We visited Warkworth today, a castle by an estuary and walked in a beautiful buttercup meadow. You were probably too long in the car seat and pram and you cried so much in the car, tears rolling down your cheeks, your little face red, and your head sweaty. I don’t think you like the restriction of the baby car seat, which is now really too small for you. While Karen drove, I sat with you in the back of the car, and managed to lean over your seat at some obscure angle and give you a boob for comfort.
This evening when we got home, you lay in the dappled evening sunlight of the living room, with your nappy off, kicking you legs and babbling. When on your front, you managed to turn 360 degrees, examining the label on your changing mat, and some other such details, making up for the day’s stillness and enforced harness constriction. You watched attentively the moving shadows of the leaves rustling in the wind, as they played across the rug. This morning you noticed the shadow of my hands moving in the sunlight.
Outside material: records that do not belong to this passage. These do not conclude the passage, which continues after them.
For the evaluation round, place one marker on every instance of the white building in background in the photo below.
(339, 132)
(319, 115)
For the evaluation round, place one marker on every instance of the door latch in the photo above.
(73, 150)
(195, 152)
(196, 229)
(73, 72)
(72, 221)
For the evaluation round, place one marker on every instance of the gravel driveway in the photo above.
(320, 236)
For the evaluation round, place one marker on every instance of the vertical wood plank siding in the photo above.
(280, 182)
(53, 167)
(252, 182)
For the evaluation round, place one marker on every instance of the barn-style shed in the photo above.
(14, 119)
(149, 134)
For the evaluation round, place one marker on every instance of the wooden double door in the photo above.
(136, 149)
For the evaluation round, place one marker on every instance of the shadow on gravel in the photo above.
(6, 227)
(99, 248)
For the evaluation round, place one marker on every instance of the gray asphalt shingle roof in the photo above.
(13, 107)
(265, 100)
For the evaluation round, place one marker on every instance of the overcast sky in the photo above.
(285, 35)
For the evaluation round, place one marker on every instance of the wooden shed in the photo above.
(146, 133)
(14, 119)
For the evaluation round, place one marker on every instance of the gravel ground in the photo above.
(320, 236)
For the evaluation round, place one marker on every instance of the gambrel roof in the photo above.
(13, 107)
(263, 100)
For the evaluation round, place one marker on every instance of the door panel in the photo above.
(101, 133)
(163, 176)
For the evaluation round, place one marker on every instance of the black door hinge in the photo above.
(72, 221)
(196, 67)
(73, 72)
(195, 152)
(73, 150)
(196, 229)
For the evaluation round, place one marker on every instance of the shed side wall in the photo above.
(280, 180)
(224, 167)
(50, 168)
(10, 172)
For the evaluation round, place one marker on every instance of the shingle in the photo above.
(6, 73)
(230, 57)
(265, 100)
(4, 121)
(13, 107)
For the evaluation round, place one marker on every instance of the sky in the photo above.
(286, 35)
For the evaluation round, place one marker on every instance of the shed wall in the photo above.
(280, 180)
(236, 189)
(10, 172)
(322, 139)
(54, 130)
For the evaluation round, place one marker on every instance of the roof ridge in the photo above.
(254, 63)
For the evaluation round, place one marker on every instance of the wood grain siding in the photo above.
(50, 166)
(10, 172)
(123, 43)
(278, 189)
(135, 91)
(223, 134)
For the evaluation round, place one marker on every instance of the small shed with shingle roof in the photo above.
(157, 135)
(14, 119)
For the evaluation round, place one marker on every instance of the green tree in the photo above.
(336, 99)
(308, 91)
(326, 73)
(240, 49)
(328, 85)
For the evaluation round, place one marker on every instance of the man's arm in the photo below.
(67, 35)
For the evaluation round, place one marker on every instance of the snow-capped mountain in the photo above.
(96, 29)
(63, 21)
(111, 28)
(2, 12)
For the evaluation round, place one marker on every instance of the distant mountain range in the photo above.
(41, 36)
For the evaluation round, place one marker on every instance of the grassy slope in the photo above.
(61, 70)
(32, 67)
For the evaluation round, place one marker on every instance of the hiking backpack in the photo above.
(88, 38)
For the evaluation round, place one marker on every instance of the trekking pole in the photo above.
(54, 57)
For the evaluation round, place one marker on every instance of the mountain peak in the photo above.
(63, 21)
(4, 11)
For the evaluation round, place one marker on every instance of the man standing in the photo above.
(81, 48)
Such difficult evenings at the moment – you wake every 20-30 minutes between bedtime and 10-11pm. No doubt exacerbated by being in a new place, and no Dada to calm you. I don’t know if it’s indigestion, habit, or what, but I spend most of the evening going upstairs to calm you, lie beside you, turn you on your side or hold you sitting upright, often you fall back to sleep in 5 minutes from your previously crying state.
June 16th
7.5 months
You can clap both hands! Kate taught us:
‘Clap Hands
Daddy comes
With his pocket full of plums
All for ..T’
And you clapped!
You are on the move, bottom shuffling and launching yourself with the force of your thighs, climbing on me in the morning, and when I sat on the sofa, with you sat below me, you grabbed my knees and stood up.
21st
You are such a funny little character, full of vim and vigour. You have so many different expressions. I love it when you wrinkle up your nose and show your teeth. I call you the pirate baby, with your bottom two toothy pegs, and now two top ones creeping through. All the things you can do like taking off your socks and chewing them; taking off your hat; waving your arms as if you are about to be airborne; now leaning right forward on your haunches. Today you moved as if to crawl and then got stuck, and started crying with frustration. There’ll be more of that I know, when you find new limits to your agility. You roll around from front to back and vice versa. Last week at swimming I left you wrapped in the towel while I dressed, to find you had flipped over and started slithering like a snake on the wet tiled floor after some interesting label. You move ‘commando’ style as if tunnelling underground, and still you smile and laugh when we lift you high or burrow our faces into you and blow strange sounds.